Wednesday, October 19, 2011

No sew image transfer pillow { inexpensive DIY pillow }

I've wanted to do a pillow transfer for quite some time now, but I was feeling paralyzed looking at all of the transfer methods out there.  A good entry level transfer for me was the Avery printable transfer sheets.  My second dilemma is that my sewing machine is buried in my basement; so I needed a no sew option to make a quick pillow for a friend's birthday.

Unless you have a huge craft stash, you're going to need to buy some supplies.  I used canvas fabric from IKEA, a pillow form / old pillow, Avery light fabric transfers, iron on fusible webbing tape, your computer & printer, an iron, assorted ribbon / trim, and pins.....whew, breathe!

As far as images go, there are lots of free ones out there and in the public domain.  Pick an image you like and edit it or resize it however you'd like in your graphics program.  FLIP the transfer image in your program and print it on your ink jet printer.  Trim the excess paper up to the image, leaving at most 1/8" margins.

I use Avery's transfers for light fabric (product #3271 so there's no confusion).  I've used them successfully on t-shirts, canvas bags, and pillow covers.   This product allows you print with your inkjet printer and iron the transfer on light fabric.  If you're using dark fabric, Avery makes a transfer for dark fabrics, and it's usually sold right next to the light fabric transfers.  I've purchased my transfer sheets at Staples and Wal-Mart.

I got my 12"x16" pillow form from Joann Fabrics (with a 1/2 off coupon!).  You could just as easily use an existing pillow you don't like or find one at the thrift shop.

My fabric was a lightweight cotton canvas.  I'm usually very precise with my measurements, but I totally eyeballed this one and it turned out okay, so I was thrilled.  My pillow was 12"x16" so I put a 1" seam allowance around all the edges, so my front piece was 14"x18".  (Tip: you may want to iron down your 1" allowances before you involve the fusible tape, it will make your edges more crisp and easier to work with).  I folded each edge over 1", and sandwiched the fusible web inside, ironing the seams down according to the directions. I then put my transfer face down and ironed it on to the center of the pillow cover.

For the back, I wanted my pieces to overlap so I needed a few more inches on the horizontal sides.  My two back pieces measured 11" wide by 14" high each.  Again, I ironed a 1" seam allowance using fusible tape.  Finally I lined up my front and back pieces (bad sides touching), ran another line of fusible tape around all the edges and ironed them together.  The back should have a nice overlap now.

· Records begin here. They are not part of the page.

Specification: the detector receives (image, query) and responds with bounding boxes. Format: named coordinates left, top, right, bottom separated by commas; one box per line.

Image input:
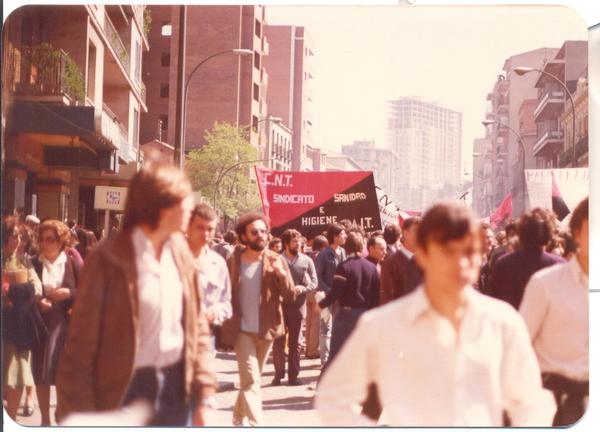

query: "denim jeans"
left=123, top=361, right=190, bottom=426
left=319, top=315, right=332, bottom=367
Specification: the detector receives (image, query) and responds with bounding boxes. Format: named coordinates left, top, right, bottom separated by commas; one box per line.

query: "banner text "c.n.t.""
left=265, top=172, right=294, bottom=187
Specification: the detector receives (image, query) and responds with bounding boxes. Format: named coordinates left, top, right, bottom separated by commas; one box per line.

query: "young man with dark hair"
left=383, top=224, right=402, bottom=256
left=305, top=235, right=329, bottom=359
left=272, top=229, right=317, bottom=386
left=490, top=208, right=565, bottom=309
left=519, top=198, right=590, bottom=426
left=315, top=203, right=555, bottom=427
left=316, top=224, right=348, bottom=367
left=269, top=237, right=282, bottom=253
left=222, top=213, right=302, bottom=426
left=213, top=230, right=238, bottom=261
left=187, top=203, right=231, bottom=350
left=379, top=216, right=422, bottom=305
left=366, top=235, right=387, bottom=273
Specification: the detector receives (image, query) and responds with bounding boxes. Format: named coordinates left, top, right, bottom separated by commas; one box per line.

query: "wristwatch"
left=200, top=396, right=219, bottom=410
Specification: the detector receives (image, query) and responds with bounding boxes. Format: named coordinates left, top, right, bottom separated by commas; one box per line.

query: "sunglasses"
left=39, top=236, right=58, bottom=243
left=250, top=229, right=268, bottom=235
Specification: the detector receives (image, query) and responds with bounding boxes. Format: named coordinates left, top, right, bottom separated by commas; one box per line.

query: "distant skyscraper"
left=388, top=97, right=462, bottom=210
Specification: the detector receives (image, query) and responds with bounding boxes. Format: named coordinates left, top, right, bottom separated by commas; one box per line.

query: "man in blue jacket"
left=316, top=224, right=347, bottom=367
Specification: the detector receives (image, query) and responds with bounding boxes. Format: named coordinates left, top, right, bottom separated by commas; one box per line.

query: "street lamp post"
left=513, top=66, right=577, bottom=168
left=481, top=120, right=527, bottom=211
left=175, top=48, right=254, bottom=169
left=255, top=114, right=283, bottom=168
left=213, top=159, right=273, bottom=209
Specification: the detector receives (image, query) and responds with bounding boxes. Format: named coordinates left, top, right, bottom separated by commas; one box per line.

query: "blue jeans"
left=328, top=307, right=367, bottom=362
left=319, top=316, right=332, bottom=367
left=123, top=361, right=190, bottom=426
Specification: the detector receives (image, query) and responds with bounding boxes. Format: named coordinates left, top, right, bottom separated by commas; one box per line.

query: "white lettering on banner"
left=265, top=172, right=294, bottom=187
left=273, top=194, right=315, bottom=204
left=333, top=192, right=367, bottom=203
left=302, top=216, right=338, bottom=226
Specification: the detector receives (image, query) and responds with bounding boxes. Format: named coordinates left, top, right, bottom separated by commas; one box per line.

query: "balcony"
left=5, top=43, right=85, bottom=105
left=533, top=90, right=565, bottom=122
left=533, top=130, right=563, bottom=157
left=104, top=13, right=131, bottom=75
left=100, top=104, right=129, bottom=156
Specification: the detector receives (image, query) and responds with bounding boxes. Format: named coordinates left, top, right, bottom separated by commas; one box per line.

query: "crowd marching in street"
left=2, top=164, right=589, bottom=427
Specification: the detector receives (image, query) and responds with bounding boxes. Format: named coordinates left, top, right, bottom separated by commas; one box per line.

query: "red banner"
left=256, top=167, right=381, bottom=237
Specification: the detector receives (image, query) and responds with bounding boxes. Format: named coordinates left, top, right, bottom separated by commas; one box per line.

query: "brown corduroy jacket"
left=56, top=231, right=216, bottom=419
left=222, top=248, right=296, bottom=344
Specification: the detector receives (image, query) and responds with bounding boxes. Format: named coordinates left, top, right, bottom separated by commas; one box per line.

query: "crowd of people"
left=2, top=160, right=589, bottom=426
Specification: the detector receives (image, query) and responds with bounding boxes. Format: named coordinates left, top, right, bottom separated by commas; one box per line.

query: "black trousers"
left=273, top=304, right=302, bottom=381
left=542, top=372, right=590, bottom=426
left=123, top=360, right=190, bottom=426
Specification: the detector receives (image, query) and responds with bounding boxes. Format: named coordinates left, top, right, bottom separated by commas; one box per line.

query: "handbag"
left=214, top=316, right=242, bottom=351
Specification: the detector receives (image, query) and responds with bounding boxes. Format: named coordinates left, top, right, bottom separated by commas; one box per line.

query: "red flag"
left=490, top=193, right=512, bottom=228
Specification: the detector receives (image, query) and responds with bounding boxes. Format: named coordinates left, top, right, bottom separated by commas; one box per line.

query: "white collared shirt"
left=519, top=257, right=590, bottom=381
left=315, top=287, right=555, bottom=427
left=40, top=252, right=67, bottom=295
left=194, top=246, right=232, bottom=325
left=132, top=228, right=184, bottom=368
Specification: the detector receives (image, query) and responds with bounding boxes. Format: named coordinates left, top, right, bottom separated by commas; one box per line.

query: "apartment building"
left=141, top=5, right=269, bottom=155
left=2, top=5, right=149, bottom=229
left=265, top=25, right=315, bottom=171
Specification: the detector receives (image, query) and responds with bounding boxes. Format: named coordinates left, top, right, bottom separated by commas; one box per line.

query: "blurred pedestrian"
left=379, top=216, right=422, bottom=305
left=32, top=219, right=81, bottom=426
left=57, top=164, right=216, bottom=426
left=222, top=213, right=300, bottom=426
left=315, top=224, right=348, bottom=367
left=2, top=216, right=42, bottom=421
left=305, top=235, right=329, bottom=359
left=319, top=232, right=379, bottom=367
left=490, top=208, right=564, bottom=309
left=271, top=229, right=317, bottom=386
left=315, top=203, right=555, bottom=427
left=476, top=223, right=496, bottom=294
left=519, top=198, right=590, bottom=426
left=187, top=203, right=232, bottom=356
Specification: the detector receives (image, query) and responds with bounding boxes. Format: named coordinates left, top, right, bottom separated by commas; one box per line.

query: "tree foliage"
left=185, top=122, right=260, bottom=218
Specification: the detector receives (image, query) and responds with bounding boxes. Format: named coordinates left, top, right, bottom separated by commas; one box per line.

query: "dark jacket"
left=282, top=253, right=317, bottom=307
left=490, top=248, right=565, bottom=310
left=221, top=248, right=295, bottom=345
left=319, top=256, right=379, bottom=309
left=379, top=249, right=423, bottom=305
left=56, top=231, right=216, bottom=418
left=316, top=246, right=346, bottom=294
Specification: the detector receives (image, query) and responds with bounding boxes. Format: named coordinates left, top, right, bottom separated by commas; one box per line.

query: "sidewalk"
left=8, top=353, right=321, bottom=426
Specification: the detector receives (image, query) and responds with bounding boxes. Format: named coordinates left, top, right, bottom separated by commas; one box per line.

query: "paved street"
left=9, top=353, right=320, bottom=426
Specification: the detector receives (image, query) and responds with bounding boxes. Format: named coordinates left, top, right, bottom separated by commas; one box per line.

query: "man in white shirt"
left=187, top=203, right=231, bottom=349
left=519, top=198, right=589, bottom=426
left=315, top=203, right=555, bottom=427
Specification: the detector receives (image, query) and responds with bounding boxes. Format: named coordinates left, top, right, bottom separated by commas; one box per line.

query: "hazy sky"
left=267, top=5, right=588, bottom=177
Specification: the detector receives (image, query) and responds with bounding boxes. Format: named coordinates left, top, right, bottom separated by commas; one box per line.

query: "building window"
left=133, top=108, right=140, bottom=148
left=160, top=84, right=169, bottom=97
left=160, top=21, right=173, bottom=37
left=252, top=84, right=260, bottom=101
left=254, top=20, right=261, bottom=37
left=158, top=114, right=169, bottom=130
left=254, top=51, right=260, bottom=70
left=87, top=41, right=96, bottom=101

Now it's time to add your trim.  I pinned both my fusible tape and my trim down framing the image.  Use the edge of your iron to iron down the trim.  Work carefully, especially if you have rayon trim.

Carefully insert your pillow form, and voila!  You're done!

This post took me longer than it took to do this project, although I regret I didn't take more pictures in process.  I've started to write a more comprehensive post about image transfer techniques and will be posting that shortly.  There are so many ways to transfer an image (some are washable / some aren't; some involve chemicals / others don't, etc.) that I've spent a while trying to navigate that monster, and I'll share my tips in another post.